I know worse things happen in the world, but I feel very angry about the six Italian seismologists who’ve just been sentenced to six years in jail for manslaughter, for failing to predict the L’Aquila Earthquake.  Six years.  My father was a scientist.  Such a thing would have utterly broken him.

(a) There was obviously no malicious intent on their part (what possible motive could they have for failing to warn of an earthquake if they thought it was going to happen?)

(b) Seismologists around the world confirm that earthquakes are impossible to predict.  (Yes, you can identify areas where they are likely to happen, no, you can’t say when.)   According to this article here, one of the six did say something that wasn’t accurate, which is bad, but this doesn’t mean that he would have predicted the earthquake if he’d got that particular fact right.

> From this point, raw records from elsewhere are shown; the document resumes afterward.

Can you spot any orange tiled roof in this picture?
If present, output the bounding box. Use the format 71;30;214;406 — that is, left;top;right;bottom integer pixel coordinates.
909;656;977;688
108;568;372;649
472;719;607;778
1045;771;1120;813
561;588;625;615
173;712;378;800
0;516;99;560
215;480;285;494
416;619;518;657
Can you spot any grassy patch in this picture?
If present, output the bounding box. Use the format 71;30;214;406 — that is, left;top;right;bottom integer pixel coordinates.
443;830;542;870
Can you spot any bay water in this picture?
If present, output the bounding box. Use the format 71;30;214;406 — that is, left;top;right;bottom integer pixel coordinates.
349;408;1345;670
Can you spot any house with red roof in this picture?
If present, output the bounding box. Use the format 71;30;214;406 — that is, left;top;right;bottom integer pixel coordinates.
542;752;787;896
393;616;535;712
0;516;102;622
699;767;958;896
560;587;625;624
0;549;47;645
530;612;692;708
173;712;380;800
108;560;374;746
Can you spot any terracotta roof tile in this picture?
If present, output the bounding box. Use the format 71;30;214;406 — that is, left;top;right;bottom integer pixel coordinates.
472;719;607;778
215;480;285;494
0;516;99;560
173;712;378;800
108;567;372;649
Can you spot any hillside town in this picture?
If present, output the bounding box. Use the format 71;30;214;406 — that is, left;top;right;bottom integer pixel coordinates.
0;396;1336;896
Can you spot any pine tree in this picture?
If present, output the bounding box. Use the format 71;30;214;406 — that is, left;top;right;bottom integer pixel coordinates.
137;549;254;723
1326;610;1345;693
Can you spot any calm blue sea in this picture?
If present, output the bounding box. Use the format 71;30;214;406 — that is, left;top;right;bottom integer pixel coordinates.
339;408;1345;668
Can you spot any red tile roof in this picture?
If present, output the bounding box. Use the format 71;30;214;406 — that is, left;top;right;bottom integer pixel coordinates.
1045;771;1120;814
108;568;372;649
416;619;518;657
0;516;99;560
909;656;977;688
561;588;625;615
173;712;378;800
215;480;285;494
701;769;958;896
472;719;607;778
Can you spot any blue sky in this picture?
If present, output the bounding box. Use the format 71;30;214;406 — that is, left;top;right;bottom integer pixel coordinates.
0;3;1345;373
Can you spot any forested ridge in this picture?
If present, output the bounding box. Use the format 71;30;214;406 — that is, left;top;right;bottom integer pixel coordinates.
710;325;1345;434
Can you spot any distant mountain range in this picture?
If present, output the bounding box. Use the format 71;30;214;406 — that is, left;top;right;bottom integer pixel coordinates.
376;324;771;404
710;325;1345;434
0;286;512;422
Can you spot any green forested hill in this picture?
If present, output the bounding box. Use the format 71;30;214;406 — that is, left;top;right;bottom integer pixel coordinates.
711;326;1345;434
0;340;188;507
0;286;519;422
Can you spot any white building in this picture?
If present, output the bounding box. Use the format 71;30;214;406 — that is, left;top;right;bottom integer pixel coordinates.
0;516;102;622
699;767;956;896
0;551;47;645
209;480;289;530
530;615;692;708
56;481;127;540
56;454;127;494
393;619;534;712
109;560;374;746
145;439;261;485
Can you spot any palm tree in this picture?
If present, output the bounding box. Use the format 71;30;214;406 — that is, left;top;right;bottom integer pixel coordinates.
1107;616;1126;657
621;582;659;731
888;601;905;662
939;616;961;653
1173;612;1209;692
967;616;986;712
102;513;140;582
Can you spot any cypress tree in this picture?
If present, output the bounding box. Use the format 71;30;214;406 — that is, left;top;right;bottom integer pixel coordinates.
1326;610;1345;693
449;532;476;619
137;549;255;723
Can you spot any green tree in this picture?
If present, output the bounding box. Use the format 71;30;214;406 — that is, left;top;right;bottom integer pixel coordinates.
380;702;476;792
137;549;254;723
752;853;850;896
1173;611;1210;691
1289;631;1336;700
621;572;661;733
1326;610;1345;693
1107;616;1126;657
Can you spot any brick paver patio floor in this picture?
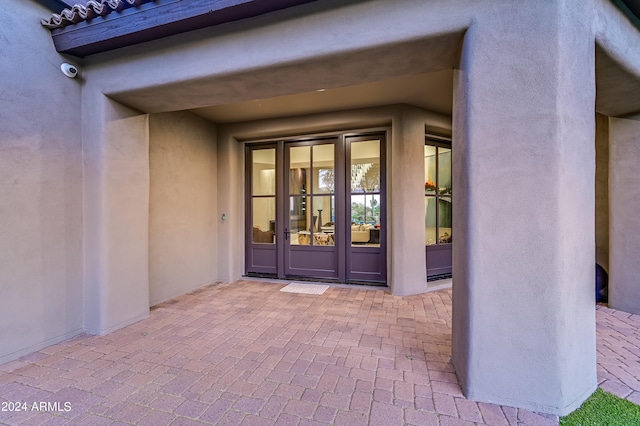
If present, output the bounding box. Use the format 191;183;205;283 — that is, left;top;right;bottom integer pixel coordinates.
0;281;640;426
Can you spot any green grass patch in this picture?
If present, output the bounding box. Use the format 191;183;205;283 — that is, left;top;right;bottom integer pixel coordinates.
560;388;640;426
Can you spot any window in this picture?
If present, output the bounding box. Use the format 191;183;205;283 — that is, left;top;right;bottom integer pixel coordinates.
424;135;453;246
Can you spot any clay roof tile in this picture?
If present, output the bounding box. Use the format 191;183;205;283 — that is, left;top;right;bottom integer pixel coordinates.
41;0;153;29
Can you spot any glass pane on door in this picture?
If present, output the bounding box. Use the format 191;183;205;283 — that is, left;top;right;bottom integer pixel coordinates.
438;148;451;195
313;144;335;194
289;196;311;246
351;140;380;192
424;145;436;194
438;197;452;244
312;195;335;246
289;146;311;195
252;197;276;244
251;148;276;196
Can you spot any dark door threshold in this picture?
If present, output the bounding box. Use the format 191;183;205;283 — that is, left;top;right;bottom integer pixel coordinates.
244;272;388;288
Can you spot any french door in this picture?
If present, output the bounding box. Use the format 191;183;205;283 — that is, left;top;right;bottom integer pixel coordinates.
245;133;386;284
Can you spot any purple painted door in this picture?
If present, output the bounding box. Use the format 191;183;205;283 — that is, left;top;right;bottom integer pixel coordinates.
346;133;387;283
283;138;340;280
245;132;386;284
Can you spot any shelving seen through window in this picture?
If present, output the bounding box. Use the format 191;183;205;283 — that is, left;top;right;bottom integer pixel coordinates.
424;136;453;246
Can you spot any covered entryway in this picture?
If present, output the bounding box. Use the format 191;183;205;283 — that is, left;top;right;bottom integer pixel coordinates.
245;132;386;284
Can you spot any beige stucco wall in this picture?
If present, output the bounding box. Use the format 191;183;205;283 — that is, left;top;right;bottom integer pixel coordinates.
609;117;640;314
149;112;219;306
595;114;609;271
0;0;83;363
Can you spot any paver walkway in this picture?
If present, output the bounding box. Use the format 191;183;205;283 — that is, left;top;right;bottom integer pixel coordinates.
0;281;640;426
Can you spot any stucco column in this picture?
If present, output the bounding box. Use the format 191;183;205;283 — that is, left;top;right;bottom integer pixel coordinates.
452;1;596;414
216;129;245;281
387;106;427;296
609;118;640;314
82;89;149;334
595;114;609;272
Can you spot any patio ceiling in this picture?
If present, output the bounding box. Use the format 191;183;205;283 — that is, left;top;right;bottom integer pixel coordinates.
191;70;453;123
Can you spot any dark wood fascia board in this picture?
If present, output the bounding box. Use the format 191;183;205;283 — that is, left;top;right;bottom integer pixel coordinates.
36;0;73;13
51;0;315;58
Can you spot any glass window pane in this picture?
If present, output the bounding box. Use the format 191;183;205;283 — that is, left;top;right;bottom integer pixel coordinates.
289;196;311;245
424;145;436;194
351;194;381;247
313;144;334;194
251;148;276;195
253;197;276;244
438;197;453;244
424;197;438;246
351;140;380;192
438;148;451;195
312;196;335;246
289;146;311;194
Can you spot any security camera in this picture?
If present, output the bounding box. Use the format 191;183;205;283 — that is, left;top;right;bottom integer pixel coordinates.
60;63;78;78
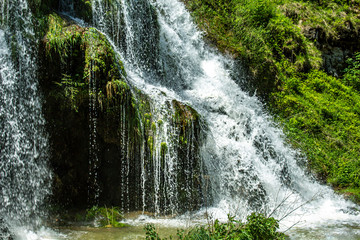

What this story seems to me to highlight is the deeply immature attitude – adolescent even – that our society has towards science.  These men are criminalised for failing to warn about a danger that they judged, not to be impossible, but pretty unlikely.   But when climate scientists warn about a danger that they judge to be not absolutely certain, but very likely, they are dismissed as alarmists and asked to present incontrovertible proof.

It surely isn’t that hard to grasp that many things in life cannot be predicted with absolute certainty, but may still be more or less likely.